U.S. Maternity Coverage Hurts Moms And Babies
Most moms have a hard time taking needed maternity leave to recuperate, feed and bond with their new babies. Yet, it turns out that longer leave improves breastfeeding success. And, even more suprising, taking leave before babies are born also matters. But U.S. policy does little to help women before or after birthing their babies.
According to a study released last week and funded by the U.S. Health Resources and Services Administration, women who worked right up until delivery day were four times more likely to have a cesarean section.

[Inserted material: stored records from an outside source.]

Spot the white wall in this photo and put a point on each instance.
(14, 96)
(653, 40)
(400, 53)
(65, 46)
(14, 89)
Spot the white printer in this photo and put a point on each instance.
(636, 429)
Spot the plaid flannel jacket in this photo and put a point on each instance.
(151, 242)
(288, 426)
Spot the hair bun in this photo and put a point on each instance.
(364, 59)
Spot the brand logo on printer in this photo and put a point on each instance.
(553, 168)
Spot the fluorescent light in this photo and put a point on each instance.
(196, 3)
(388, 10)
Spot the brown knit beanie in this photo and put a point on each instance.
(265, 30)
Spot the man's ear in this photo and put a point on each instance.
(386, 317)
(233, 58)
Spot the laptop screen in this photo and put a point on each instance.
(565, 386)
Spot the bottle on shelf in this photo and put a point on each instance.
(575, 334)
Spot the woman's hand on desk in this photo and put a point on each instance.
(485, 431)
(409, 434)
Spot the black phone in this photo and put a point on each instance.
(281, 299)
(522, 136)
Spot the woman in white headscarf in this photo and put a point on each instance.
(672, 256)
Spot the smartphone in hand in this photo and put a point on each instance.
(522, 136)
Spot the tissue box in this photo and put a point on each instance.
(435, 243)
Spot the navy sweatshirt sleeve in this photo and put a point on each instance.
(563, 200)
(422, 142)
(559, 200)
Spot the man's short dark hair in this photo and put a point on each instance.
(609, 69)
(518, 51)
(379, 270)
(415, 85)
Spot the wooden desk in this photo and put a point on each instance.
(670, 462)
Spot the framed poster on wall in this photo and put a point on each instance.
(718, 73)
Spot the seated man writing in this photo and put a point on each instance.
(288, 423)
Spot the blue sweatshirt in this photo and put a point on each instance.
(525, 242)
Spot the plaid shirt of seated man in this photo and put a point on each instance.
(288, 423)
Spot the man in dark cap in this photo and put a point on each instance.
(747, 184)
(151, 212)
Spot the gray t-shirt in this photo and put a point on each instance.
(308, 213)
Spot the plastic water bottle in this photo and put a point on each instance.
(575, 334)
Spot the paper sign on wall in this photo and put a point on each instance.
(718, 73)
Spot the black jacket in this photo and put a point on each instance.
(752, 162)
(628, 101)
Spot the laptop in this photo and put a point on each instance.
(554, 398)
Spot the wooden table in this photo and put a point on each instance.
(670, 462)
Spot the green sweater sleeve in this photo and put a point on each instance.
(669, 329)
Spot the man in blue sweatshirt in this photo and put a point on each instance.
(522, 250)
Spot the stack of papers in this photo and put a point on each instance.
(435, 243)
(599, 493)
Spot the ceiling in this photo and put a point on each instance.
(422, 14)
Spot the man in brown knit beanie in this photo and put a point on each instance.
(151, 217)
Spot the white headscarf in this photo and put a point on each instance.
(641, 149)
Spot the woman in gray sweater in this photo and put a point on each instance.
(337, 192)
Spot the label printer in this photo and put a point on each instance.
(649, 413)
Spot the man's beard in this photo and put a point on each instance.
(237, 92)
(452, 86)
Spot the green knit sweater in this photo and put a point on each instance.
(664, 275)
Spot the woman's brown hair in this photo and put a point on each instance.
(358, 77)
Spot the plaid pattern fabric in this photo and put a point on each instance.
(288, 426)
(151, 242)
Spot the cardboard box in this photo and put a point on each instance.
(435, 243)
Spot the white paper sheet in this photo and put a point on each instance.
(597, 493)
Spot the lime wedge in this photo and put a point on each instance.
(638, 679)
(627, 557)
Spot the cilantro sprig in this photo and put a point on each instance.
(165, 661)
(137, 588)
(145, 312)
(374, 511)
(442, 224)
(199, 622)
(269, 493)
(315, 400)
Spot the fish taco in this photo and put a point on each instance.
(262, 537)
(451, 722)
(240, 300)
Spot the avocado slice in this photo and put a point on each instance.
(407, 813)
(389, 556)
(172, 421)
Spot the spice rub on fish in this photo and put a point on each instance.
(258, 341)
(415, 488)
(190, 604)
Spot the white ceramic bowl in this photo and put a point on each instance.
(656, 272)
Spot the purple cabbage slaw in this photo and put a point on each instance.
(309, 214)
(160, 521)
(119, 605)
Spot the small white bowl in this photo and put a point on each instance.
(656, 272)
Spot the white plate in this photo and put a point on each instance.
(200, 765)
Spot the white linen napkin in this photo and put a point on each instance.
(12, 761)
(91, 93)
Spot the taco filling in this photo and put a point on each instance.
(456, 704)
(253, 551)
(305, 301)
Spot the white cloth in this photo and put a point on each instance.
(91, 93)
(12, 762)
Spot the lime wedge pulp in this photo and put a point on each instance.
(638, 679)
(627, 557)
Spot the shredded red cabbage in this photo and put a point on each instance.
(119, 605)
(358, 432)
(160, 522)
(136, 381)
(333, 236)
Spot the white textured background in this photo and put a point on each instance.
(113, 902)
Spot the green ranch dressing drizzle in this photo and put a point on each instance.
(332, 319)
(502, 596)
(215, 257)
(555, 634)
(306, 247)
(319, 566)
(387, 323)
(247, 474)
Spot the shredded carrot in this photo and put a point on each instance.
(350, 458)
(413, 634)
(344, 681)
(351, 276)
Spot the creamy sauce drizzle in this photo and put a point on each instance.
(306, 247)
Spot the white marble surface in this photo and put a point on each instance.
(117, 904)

As a homebirthing mom, you might imagine that I’m on that “do-everything-you-can-to-avoid-surgery” side of the fence. And yes, I took three weeks off before birthing both my babies at home. However, it’s about more than just avoiding surgery–I wanted to create optimal environments for supporting the breastfeeding relationship with my babies. And now studies have confirmed that taking time off after birth, but also BEFORE birth can help.
It never ceases to amaze me how an increasing number of studies continue to show the benefits of breast milk over substitutes for mothers, babies and the health care system overall. And yet, U.S. government policies do not support this relationship. The U.S. is one of the five worst industrialized countries in terms of maternity benefits. (The U.S. is also way behind when it comes to overall maternity care, but that’s a blog for another day…)
The study cited above also reported that the longer a mother delays returning to work, the more likely it is that she’ll nurse her baby. It’s quite obvious to me, a nursing mom, why this is: It’s a freaking pain in the *$$ to manage breastfeeding while away from your baby. “Pumping moms” are super-heroes! But in a society just beginning to relearn the value of this particular bodily art, a lot of people don’t understand this. Pumping breast milk takes longer, is uncomfortable, and most importantly, makes it harder to maintain an adequate milk supply for the growing baby.
We need paid maternity leave. At least six months of it. If we should exclusively nurse a baby until six months old for optimal health, we need paid maternity leave to cover it. Currently, 128 countries provide paid and job-protected childbirth-related leave. It’s time for the U.S. to step up to the plate.